The list of documents that I will use for this analysis can be found in this page.
Because the data is saved in different documents, first I will have to save each document inidividually and then read all of them.
I checked in the website and it looks like there is data from 2017 until the April of 2019. Later this data is called "BayWheels" so I will not use this data for this analysis and I will only use the data from 2017 until April 2019.
Also I checked the data manually and I found that in the case of the data from 2018 there is one extra column called "bike_share_for_all_trip" that doesn't exist in the data from 2017, so I will remove this column also for this analysis.
The data includes information about individual rides made in a bike-sharing system covering the greater San Francisco Bay area. The data is from 2017 until April 2019. The total amount of data is 3,254,325 rides.
In this inverstigation, I want to look at the differen characteristics of type of users and how the company can increase the amount of subscribers. I would like to know if there is some station in where the amount of the type of user Customer
is using this service more than the type of user Subscriber
. This can be seen as an oportunity to promote this service more in the area of this stations in where the company can increase the amount of subscribers.

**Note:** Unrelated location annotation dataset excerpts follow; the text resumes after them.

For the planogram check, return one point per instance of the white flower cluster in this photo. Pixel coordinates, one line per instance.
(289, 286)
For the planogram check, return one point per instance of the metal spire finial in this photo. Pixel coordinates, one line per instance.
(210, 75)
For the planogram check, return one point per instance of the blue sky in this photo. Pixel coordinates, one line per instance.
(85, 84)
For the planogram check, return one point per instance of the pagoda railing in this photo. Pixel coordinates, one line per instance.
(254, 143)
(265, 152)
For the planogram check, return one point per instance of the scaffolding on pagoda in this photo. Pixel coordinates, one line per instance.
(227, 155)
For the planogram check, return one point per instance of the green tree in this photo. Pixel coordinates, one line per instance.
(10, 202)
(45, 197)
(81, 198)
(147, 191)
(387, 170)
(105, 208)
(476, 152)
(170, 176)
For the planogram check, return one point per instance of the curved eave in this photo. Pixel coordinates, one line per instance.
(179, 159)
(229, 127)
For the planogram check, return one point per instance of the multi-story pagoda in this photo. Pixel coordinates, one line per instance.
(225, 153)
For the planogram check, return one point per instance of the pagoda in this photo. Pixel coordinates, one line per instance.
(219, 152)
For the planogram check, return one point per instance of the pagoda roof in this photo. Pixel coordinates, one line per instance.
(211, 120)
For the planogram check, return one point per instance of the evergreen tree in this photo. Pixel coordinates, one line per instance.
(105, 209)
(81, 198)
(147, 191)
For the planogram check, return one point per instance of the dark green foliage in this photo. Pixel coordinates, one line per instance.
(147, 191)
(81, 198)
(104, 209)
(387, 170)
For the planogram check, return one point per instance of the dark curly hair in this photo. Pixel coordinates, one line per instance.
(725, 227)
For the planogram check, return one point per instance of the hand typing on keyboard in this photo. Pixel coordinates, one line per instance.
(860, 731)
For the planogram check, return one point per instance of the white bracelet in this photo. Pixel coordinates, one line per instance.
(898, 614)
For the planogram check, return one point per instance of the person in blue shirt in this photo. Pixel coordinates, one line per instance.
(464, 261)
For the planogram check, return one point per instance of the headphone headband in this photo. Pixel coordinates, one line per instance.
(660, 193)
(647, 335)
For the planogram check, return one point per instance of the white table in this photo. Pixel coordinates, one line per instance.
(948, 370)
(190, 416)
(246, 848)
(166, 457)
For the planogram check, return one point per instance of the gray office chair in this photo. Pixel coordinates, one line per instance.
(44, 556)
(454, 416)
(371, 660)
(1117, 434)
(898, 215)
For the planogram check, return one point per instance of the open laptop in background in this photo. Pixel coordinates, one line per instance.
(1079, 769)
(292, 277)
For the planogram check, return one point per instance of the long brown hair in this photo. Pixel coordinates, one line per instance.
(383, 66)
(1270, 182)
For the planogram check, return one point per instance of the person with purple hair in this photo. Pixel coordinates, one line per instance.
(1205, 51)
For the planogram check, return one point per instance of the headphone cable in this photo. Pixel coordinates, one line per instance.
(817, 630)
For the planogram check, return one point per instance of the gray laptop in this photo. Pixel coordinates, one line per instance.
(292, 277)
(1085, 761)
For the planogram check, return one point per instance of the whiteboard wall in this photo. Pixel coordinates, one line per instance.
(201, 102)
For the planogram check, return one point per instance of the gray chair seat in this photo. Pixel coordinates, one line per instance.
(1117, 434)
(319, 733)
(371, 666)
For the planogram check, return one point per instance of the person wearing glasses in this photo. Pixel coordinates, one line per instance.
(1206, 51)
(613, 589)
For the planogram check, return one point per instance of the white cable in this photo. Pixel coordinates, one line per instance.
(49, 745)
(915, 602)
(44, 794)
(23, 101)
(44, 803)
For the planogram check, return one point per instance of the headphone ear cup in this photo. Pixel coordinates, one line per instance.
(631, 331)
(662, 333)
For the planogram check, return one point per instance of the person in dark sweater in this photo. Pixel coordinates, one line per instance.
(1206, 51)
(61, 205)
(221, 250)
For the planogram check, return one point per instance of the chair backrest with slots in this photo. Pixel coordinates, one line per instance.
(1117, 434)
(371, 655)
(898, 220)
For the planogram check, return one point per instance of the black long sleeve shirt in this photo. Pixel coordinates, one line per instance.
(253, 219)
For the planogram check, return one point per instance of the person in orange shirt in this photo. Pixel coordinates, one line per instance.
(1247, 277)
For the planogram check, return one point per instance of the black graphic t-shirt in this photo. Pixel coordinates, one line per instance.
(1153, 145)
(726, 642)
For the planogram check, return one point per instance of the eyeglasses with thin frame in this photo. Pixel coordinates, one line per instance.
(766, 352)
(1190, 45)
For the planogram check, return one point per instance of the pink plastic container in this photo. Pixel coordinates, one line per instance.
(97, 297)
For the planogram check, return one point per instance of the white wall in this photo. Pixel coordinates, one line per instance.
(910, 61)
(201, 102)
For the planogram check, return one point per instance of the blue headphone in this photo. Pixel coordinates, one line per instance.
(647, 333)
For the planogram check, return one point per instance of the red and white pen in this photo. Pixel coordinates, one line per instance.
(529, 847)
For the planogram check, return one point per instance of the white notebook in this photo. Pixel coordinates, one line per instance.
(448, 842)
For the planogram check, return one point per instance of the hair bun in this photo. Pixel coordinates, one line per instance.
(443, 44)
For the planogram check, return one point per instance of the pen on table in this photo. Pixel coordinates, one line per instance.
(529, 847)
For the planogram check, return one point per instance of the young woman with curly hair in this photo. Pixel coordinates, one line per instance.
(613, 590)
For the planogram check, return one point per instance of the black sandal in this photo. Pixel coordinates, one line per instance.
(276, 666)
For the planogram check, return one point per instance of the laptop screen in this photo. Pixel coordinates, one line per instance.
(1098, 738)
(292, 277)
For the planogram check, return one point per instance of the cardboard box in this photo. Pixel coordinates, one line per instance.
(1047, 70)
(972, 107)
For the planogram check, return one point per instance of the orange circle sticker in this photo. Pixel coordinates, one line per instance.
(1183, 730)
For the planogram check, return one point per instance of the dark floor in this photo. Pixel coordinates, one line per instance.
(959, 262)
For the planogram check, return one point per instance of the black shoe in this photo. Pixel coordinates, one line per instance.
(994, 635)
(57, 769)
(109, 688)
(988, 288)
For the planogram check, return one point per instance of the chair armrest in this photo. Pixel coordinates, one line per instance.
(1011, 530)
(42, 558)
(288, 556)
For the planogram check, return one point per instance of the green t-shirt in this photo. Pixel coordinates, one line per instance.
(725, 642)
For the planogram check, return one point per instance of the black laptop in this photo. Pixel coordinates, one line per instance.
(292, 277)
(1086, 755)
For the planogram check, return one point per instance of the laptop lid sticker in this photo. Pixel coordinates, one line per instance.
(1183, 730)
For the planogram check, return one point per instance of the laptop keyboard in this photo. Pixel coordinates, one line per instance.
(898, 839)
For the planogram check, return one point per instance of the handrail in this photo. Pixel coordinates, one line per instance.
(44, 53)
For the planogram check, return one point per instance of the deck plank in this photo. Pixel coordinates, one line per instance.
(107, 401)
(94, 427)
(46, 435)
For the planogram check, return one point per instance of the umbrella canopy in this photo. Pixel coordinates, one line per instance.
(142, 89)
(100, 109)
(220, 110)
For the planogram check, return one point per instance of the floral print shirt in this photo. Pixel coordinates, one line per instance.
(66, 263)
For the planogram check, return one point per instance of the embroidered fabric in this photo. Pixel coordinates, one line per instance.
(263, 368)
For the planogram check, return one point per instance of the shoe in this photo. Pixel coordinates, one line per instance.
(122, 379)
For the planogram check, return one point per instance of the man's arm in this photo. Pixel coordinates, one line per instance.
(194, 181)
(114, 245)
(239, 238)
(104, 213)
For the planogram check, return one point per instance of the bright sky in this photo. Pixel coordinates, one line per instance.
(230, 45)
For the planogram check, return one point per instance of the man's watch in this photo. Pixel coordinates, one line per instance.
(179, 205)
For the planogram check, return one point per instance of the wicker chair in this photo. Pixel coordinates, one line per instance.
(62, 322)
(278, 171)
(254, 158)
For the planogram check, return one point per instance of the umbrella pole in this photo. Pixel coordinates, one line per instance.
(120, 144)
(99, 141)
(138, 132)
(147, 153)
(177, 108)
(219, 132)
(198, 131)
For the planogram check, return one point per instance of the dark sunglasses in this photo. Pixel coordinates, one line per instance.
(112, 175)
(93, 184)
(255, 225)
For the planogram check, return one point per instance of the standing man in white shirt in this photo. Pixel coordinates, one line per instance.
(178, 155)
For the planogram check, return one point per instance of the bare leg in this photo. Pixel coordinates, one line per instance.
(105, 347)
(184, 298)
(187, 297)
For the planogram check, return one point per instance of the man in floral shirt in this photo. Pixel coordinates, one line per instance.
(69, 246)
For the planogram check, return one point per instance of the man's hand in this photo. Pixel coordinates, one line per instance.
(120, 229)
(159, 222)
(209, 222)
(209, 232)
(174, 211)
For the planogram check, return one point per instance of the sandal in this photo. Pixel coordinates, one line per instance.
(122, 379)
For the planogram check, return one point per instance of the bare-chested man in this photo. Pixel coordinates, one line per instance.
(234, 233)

In total there are 372 stations in where the users can take a bike.
In this dataset there are 2 types of users (Subscriber and Customer). In most of the cases (84,5%) the user is Subscriber and the rest (15,5%) the user is Customer.
In the year 2018, the amount of customers and subscribers increase during the summer and then it decrease on the winter.
In 2018 the users Subscriber
they have a high demand at 8-9 am and then at 5-6 pm. Basically when the people start and end of the work.
In the case of the users Customer
there is not big difference in the morning and afternoon, and we only can appreciate that in the afternoon it looks like there is more demand around 5pm.
I found that there are 3 stations in where the number of rides made by customers it was higher compared to the subscribers. In this stations, I think the company should study to do a marketing campain or some promotions to try to increase the amount of subscribers in this stations.
For the presentation, I focus on all the important findings I did and that are discribed previously.
I started the presentation by showing the percentage of each type of user. Then I show the types of users for each month. Later, I show another plot with the start time and end time of all the rides for each type of user. As I said before, in this case the user will be available to see the difference between the subscribers and the customers. Finally, I presented a plot with the 3 stations in where the amount of customers is higher compared to the subscribers.
To run this report first you need to install the following libraries.
Use the package manager pip to install the following packages.
pip install numpy
pip install pandas
pip install matplotlib
pip install seaborn
pip install requests
pip install zipfile
pip install calendar
pip install json
Another option is to install Anaconda and some of this packages are already installed.
Pull requests are welcome. For major changes, please open an issue first to discuss what you would like to change.
This project is under the license MIT.